To Conclude My High School Career

By ISABELLA BURCIAGA

Staff Writer

   The time has come. After a brief conversation with my mom, she agreed on signing the form on the condition of me staying at the house until graduation. It’s surreal now, all these worries and fears that have been bottled are starting to seep out in a confusing stream of paranoid thoughts. Am I making a mistake? I never held much value in the idea of high school. I never went to a school dance, never really was involved with after-school activities. But it wasn’t all bad. It wasn’t very bad at all, It’s just not for me.

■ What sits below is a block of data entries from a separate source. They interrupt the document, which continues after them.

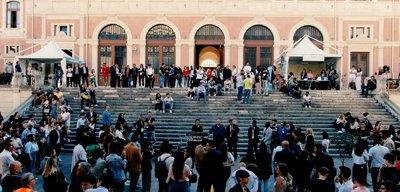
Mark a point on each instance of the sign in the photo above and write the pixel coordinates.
(313, 58)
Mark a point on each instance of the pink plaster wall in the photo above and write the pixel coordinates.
(185, 24)
(329, 24)
(387, 35)
(234, 25)
(136, 24)
(93, 22)
(37, 27)
(284, 25)
(347, 24)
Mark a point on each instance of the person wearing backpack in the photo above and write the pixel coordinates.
(162, 165)
(116, 168)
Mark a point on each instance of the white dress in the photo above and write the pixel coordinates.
(358, 81)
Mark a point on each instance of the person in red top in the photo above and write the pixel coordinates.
(104, 74)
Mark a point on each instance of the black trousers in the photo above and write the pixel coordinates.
(232, 146)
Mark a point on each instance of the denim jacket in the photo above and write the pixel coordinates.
(116, 166)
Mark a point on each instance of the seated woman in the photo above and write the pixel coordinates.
(158, 105)
(197, 127)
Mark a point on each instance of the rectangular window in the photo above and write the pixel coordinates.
(360, 32)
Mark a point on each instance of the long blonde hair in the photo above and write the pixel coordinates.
(50, 167)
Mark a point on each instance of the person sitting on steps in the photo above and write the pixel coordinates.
(201, 92)
(168, 101)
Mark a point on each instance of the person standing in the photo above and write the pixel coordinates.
(135, 73)
(232, 131)
(218, 132)
(213, 168)
(150, 124)
(162, 76)
(150, 76)
(113, 74)
(116, 165)
(252, 135)
(247, 89)
(76, 75)
(9, 72)
(84, 71)
(104, 74)
(376, 160)
(133, 156)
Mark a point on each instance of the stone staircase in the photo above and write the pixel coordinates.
(327, 105)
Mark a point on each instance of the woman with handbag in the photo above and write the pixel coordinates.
(53, 178)
(179, 174)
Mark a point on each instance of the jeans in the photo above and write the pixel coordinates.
(162, 81)
(134, 180)
(171, 105)
(203, 94)
(179, 186)
(151, 136)
(246, 96)
(240, 93)
(56, 79)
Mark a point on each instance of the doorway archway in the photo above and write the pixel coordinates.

I go back and forth with the anxiety, the build-up of actually turning in the paper has me anxious and almost dreading it at times. But I look at my time here at EL DIamante, and I won’t lie I will miss it. I’ll miss Ms. Moore and her understanding, the students I’ve known since elementary I probably will only ever see on social media now. I feel like I’m growing up and I’m almost scared. Almost is the keyword here. Once the initial wave of fear, anxiety, doubts start fluttering away and I can think clearly, I’m no longer afraid of change. Of taking a leap into the unknown, from here all bets are off of how my life will be going forward. I want to thank my teachers that supported me and helped me, not just in high school but shaped me into who I am now. I like who I am overall, I know I’m smart, resilient, and a damn good employee. I’m happy to see the change in people over the years, from kids I knew in 2nd grade that are now high school seniors on their own paths in life. Some faces I don’t think I’ll ever see again and others I hope I don’t lose touch with. This next semester I hope to grow into myself, shed myself of all the doubts, anger, frustration, annoyance, loneliness, and toxic cycles I go through internally. From elementary to high school, I’ve fallen in love and got my heart broken, excelled in school at the last minute, and realized I’m worth more than what I originally thought. Thank you for all the memories, the academic stress I needed at times, the passing of notes “Do you like me: Check the boxes ‘Yes’ or ‘No’”. I’ll cherish it all just the same, I feel dramatic having all these doubts now when I’ve been wanting this for years. Now it’s finally here and despite the rush of bad sensations, I know it will be worth it. Thank you for the years, the education, the laughs. Just thank you!